PALANGKA RAYA – Dinas Pendidikan Provinsi Kalimantan Tengah (Disdik Kalteng) menggelar webinar dengan Sinergi Finland Indonesia (SFI) guna meningkatkan kualitas pendidikan di wilayah tersebut.
Kolaborasi ini ditandai dengan penyelenggaraan Kalteng Educational Meeting Part 1 yang berlangsung secara daring pada Selasa 3 Juni 2025, mengangkat tema “Kolaborasi Disdik Kalteng Bersama Finlandia Melalui SFI”.

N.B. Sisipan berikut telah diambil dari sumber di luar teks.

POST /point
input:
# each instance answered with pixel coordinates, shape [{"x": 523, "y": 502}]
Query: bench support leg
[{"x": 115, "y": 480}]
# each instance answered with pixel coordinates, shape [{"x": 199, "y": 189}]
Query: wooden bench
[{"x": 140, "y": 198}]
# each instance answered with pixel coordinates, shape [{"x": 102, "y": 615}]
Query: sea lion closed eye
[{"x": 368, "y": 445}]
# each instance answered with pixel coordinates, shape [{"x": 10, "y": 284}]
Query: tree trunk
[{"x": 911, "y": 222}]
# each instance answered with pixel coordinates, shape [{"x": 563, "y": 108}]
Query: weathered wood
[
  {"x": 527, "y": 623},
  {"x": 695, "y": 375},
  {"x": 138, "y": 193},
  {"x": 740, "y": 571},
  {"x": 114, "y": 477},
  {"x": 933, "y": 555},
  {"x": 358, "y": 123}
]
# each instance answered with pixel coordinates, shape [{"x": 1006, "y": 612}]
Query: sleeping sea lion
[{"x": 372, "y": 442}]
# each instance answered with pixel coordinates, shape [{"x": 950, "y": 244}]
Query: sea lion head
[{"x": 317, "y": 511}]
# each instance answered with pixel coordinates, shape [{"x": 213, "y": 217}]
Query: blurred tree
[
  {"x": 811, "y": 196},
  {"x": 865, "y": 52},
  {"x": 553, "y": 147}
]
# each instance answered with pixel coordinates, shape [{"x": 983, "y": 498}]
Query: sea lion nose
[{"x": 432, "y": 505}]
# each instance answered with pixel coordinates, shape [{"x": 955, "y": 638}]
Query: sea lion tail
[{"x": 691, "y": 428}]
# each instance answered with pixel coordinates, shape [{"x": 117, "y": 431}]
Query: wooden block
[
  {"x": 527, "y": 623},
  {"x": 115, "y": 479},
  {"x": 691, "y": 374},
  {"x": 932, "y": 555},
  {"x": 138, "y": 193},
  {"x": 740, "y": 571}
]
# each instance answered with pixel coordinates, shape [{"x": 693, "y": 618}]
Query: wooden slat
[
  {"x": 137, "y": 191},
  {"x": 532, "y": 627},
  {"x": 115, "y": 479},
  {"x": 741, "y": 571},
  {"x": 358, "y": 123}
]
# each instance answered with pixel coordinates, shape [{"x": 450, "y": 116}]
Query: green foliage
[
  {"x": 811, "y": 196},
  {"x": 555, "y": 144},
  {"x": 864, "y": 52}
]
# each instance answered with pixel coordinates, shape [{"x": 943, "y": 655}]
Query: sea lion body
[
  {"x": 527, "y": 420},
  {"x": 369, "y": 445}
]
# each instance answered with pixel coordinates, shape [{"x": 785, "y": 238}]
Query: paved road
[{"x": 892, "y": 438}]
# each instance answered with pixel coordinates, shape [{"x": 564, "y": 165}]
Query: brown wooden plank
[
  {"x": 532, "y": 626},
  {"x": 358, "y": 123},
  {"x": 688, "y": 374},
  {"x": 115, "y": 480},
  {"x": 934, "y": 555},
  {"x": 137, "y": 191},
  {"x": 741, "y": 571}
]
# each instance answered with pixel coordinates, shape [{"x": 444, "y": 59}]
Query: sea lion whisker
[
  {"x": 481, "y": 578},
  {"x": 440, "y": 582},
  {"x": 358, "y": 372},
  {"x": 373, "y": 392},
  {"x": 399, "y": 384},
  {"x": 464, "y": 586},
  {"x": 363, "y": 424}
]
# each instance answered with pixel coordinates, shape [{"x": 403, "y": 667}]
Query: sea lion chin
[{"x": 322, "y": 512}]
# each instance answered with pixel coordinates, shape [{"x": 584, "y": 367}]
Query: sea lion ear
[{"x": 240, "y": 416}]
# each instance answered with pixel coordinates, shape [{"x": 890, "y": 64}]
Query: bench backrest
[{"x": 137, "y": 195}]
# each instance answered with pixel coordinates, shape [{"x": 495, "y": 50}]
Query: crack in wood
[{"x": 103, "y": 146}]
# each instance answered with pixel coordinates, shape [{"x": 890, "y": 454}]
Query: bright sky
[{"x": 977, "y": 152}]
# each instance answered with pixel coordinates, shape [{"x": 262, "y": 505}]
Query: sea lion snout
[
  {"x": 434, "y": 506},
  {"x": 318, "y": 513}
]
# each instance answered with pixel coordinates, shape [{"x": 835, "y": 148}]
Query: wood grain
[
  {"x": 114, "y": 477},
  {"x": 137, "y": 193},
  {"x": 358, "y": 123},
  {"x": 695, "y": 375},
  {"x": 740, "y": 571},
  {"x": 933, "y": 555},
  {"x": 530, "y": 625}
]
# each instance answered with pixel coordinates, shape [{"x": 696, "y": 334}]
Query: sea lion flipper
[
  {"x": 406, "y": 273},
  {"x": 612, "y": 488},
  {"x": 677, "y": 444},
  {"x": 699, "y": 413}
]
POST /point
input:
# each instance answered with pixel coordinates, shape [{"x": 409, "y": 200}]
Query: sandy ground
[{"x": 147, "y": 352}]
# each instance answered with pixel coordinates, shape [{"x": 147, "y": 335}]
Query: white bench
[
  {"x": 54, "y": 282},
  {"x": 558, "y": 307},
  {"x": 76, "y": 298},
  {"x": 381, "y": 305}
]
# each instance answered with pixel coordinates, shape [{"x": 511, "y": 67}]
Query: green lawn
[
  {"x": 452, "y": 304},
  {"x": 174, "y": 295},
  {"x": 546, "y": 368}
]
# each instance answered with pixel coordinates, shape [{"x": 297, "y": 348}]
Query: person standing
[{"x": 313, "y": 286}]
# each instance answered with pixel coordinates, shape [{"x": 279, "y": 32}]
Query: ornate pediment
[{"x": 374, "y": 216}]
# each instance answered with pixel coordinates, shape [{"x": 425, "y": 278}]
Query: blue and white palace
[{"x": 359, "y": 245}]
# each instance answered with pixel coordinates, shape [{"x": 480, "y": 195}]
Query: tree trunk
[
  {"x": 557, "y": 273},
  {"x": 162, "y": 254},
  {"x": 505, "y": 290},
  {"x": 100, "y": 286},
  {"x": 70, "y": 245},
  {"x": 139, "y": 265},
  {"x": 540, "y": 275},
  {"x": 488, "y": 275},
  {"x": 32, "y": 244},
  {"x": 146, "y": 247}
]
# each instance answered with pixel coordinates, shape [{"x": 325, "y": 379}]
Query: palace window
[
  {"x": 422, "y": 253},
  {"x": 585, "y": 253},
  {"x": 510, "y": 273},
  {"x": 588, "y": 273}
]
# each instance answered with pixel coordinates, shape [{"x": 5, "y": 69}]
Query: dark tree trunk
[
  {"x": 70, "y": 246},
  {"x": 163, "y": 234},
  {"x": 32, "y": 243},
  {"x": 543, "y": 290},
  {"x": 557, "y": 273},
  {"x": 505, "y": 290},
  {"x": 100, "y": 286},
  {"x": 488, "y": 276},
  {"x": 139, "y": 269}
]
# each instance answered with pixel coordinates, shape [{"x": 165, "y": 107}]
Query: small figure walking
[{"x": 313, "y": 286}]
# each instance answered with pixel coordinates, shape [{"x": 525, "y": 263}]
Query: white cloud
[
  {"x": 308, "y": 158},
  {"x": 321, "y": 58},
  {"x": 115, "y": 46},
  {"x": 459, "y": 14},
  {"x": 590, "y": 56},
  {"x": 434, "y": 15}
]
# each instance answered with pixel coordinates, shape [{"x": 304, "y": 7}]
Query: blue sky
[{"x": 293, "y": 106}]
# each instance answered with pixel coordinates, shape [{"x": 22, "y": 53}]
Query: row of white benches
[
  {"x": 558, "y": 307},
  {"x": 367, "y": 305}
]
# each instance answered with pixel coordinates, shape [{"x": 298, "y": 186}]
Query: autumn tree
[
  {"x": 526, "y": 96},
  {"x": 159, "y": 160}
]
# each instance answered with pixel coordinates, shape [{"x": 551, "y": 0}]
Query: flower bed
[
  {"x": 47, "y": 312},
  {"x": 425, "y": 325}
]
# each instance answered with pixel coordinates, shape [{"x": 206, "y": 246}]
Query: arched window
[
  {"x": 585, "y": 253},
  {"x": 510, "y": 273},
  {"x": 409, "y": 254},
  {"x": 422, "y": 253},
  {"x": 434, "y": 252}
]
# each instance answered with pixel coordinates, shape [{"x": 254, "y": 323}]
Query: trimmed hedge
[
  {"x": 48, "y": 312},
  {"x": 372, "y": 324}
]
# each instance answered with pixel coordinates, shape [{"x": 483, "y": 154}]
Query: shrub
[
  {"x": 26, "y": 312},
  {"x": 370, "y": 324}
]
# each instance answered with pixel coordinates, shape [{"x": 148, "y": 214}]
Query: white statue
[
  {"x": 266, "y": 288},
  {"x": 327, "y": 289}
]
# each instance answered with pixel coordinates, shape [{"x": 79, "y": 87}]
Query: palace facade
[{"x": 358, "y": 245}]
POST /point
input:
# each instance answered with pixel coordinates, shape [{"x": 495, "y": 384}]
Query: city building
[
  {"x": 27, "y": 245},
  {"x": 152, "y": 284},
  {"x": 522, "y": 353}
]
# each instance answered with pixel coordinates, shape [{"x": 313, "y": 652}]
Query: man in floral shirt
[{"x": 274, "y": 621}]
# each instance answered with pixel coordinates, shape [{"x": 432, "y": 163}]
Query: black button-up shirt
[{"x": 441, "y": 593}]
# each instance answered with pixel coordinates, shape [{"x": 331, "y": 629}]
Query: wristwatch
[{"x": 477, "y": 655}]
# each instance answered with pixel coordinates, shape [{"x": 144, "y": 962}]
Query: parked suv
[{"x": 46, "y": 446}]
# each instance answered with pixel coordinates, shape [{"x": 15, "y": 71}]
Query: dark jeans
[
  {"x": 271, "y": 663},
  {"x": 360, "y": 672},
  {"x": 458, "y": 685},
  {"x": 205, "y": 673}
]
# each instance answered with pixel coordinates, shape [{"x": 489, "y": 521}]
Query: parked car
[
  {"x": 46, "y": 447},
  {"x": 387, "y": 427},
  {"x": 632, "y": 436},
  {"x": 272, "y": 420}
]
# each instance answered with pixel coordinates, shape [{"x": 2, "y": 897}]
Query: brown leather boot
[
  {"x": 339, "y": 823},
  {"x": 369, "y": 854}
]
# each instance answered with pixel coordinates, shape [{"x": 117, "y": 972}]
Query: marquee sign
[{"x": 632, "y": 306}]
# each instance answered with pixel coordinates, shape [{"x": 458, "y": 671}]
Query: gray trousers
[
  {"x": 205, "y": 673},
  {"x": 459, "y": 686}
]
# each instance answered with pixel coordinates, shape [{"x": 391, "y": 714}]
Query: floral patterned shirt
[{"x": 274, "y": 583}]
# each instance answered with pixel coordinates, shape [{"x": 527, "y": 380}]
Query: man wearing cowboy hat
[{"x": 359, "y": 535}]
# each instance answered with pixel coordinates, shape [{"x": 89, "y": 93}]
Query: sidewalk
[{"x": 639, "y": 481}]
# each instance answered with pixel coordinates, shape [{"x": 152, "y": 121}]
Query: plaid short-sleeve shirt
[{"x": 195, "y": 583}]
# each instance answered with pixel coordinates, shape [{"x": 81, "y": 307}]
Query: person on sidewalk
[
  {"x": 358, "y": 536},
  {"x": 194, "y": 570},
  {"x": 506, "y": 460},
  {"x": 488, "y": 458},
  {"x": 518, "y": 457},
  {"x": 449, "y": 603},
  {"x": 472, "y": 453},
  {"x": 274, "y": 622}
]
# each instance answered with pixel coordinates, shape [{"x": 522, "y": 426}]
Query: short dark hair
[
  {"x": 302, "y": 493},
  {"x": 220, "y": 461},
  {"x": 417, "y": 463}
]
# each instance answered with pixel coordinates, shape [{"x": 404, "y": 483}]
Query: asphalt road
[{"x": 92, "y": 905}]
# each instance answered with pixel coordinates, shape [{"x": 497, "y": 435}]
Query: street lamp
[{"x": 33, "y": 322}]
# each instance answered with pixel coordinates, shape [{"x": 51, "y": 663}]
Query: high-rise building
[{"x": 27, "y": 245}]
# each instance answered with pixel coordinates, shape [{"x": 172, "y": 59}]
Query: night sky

Acara ini diikuti oleh para guru SMA, SMK, dan SKH se-Kalteng melalui platform Zoom Meting. Hadir sebagai narasumber utama, CEO sekaligus Co-Founder SFI, Devi Rizal, MBA., M.Eng, yang memaparkan sistem pendidikan Finlandia yang dikenal sebagai salah satu yang terbaik di dunia.
“Salah satu hal yang menarik dari sistem pendidikan di Finlandia adalah pendekatan pembelajaran yang mengedepankan kualitas, bukan kuantitas. Jam sekolah dimulai dari pukul 09.00 hingga 13.00, namun hasilnya sangat efektif dan efisien. Ini karena fokusnya adalah pada kenyamanan belajar, bukan pada lamanya waktu di kelas,” ungkap Devi.
Ia juga menyampaikan bahwa SFI saat ini telah menjalin nota kesepahaman (MoU) dengan 30 universitas sebagai bagian dari upaya meningkatkan kualitas pendidikan melalui kolaborasi internasional.
Pelaksana Tugas (Plt) Kepala Dinas Pendidikan Kalteng, Muhammad Reza Prabowo, turut menjadi pembicara dalam webinar tersebut. Ia menjelaskan berbagai terobosan yang telah dilakukan Pemprov Kalteng di bawah kepemimpinan Gubernur Agustiar Sabran untuk memajukan sektor pendidikan.
“Gubernur sudah melakukan berbagai langkah nyata untuk menciptakan pendidikan yang berkualitas dan luar biasa, mulai dari pembangunan sarana dan prasarana, peningkatan kualitas guru melalui pelatihan Huma Betang, hingga implementasi pembelajaran hybrid,” ujarnya.
Reza menambahkan, saat ini guru di Palangka Raya dapat mengajar secara langsung di kelas dan diikuti oleh siswa dari berbagai sekolah di kabupaten lain, termasuk wilayah pedalaman. Hal ini dimungkinkan berkat penggunaan papan tulis interaktif, listrik tenaga surya, serta jaringan internet berbasis Starlink.
Ia juga memaparkan sejumlah program unggulan yang dijalankan Dinas Pendidikan Kalteng, antara lain Program Rawan Melanjutkan Pendidikan (RMP) untuk 37.000 siswa jenjang SMA/SMK/SKH, program kuliah gratis untuk 10.000 mahasiswa, Asesmen Minat dan Bakat, Tracer Study lulusan, Try Out UTBK gratis, serta pembentukan Kelas Huma Betang sebagai ruang penguatan karakter pelajar.
“Harapan kami, melalui pertemuan ini, akan tercipta kerja sama konkret dalam bentuk program-program pendidikan antara Kalteng dan Finlandia melalui SFI,” kata Reza.
Menanggapi pemaparan tersebut, Devi Rizal menyampaikan apresiasi atas berbagai inovasi yang telah dilakukan oleh Disdik Kalteng.
“Apa yang sudah dilakukan ini sangat luar biasa. Saya tidak menyangka bahwa sudah semaju ini. Programnya konkret dan benar-benar dijalankan,” tuturnya penuh antusias.
Webinar ini menjadi momentum penting dalam membuka peluang kolaborasi internasional guna memperkuat sistem pendidikan di Kalimantan Tengah. Sinergi seperti ini diharapkan terus berlanjut demi mencetak generasi muda yang unggul, berkarakter, dan mampu bersaing di kancah global.